I’m looking for a way to efficiently traverse the Metadata structure in reverse, or otherwise find DITypes that refer to another DIType. As an example, say I have a DICompositeType describing a struct. Now I want to find other DITypes containing this type, e.g. a DIDerivedType describing its pointer type, or another struct containing this struct as one of its fields. Is this possible in LLVM today? Would it be unreasonable to save Metadata to Metadata uses, like what is done for Value to Value uses?
Any help would be greatly appreciated,
It might help if you could explain what you are *actually* trying to do, since there are often other solutions for the higher-level problem that fit better into the design and architecture.
Ah yes, of course! For our thesis we’re trying to reconstruct Value names from the IR to C syntax, to help with clarity in optimisation remarks. To do this for something like a GetElementPointer we first have to find the name of the pointer operand, and then we try to name the offsets. Naming array offsets is relatively straightforward, but for structs we need the DICompositeType which contains the struct field names. So we make the recursive call to name the pointer operand also return the operand’s DIType, and from this we get the base type of the pointer. However we’re struggling with handling bitcasts properly at the moment. When the pointer operand of a GEP is a bitcast, say from a struct pointer type to a pointer to the struct’s first field we can figure that out by diffing the Value types and then traversing the DIType accordingly. When the cast is from smaller to wider type, on the other hand, we cannot just traverse the DIType structure to the wider type as the link is only in one direction. We recognise that there may be several potential wider types matching the Value type, but this is a best effort matching.
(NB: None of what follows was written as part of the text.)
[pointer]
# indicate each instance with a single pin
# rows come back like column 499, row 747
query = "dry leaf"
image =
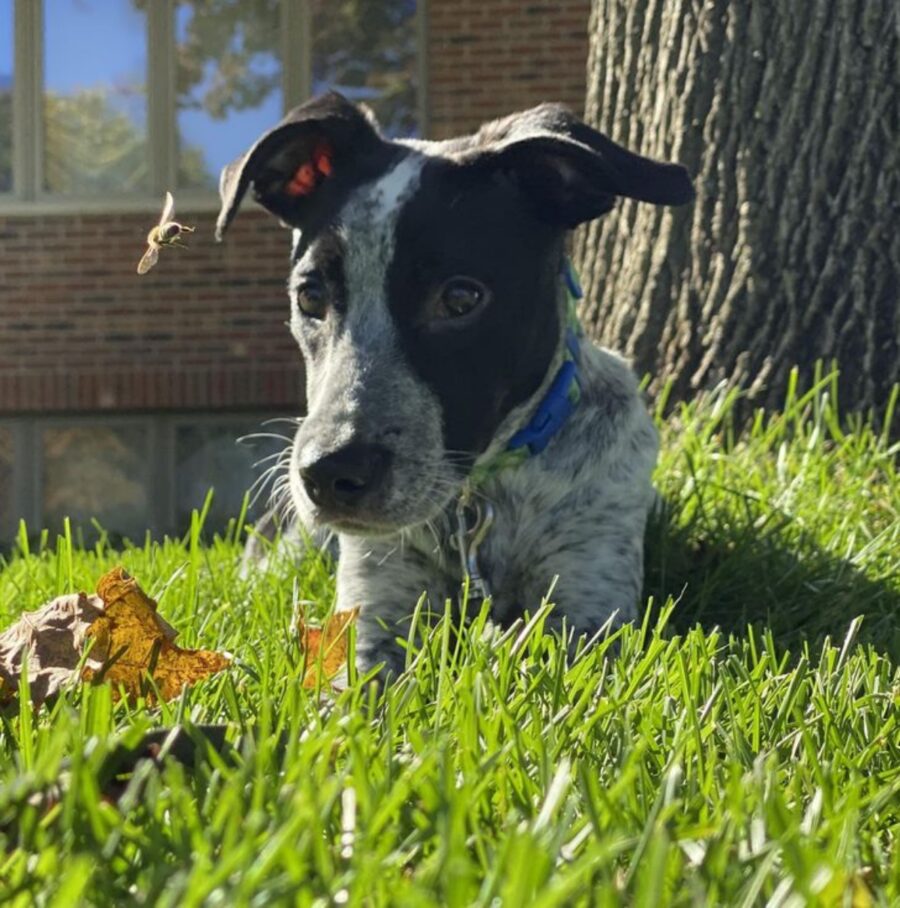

We have discussed traversing all the DITypes in the module to find uses of the smaller type, and we have also thought about making changes to clang to emit debug variable intrinsics for bitcasts so we can find the correct DIType from the bitcast instruction itself. We’re not sure how feasible these are in the grander scheme of things. Would emitting debug variable intrinsics for all bitcasts have a semantics mismatch in later passes when DWARF data is generated? Is it feasible to traverse all of the DITypes without damaging performance too much? Would saving the uses in the reverse direction like for Values have too large of a memory footprint? Obviously we’ll make the changes we need to make things work for our thesis, but if possible we would like to not make changes that are invasive enough that it’s unmergeable back into mainline LLVM.
Thanks, that helps. At a very high level, I would be very careful about adding additional metadata. Particularly the DIType hierarchy can get quite large and has in the past been a memory and performance bottleneck. If you are planning to upstream your work, you’ll need to measure the impact on a full-LTO build of, e.g., clang itself and prove that the memory usage doesn’t explode. However, it sounds like what are trying to do is more pointed to improve optimization remarks, so it might be feasible to just scan the information on demand looking just at what is currently visible (like the IR Verifier is doing, for example), without blowing up the footprint for everything else.
Would it be unreasonable to save Metadata to Metadata uses, like what is done for Value to Value uses?
If you look at DIComposite type in C++, we don’t even store the uses in the other direction as metadata pointer, but instead refer to types by their unique name, to support type uniquing in LTO.
Admittedly, I haven’t thought about this deeply, but the way I would approach it would be to enumerate what types are visible from within each (inlined) lexical scope by walking only the llvm.dbg.* intrinsics in that scope, and build up a dictionary on the side to capture the reverse links.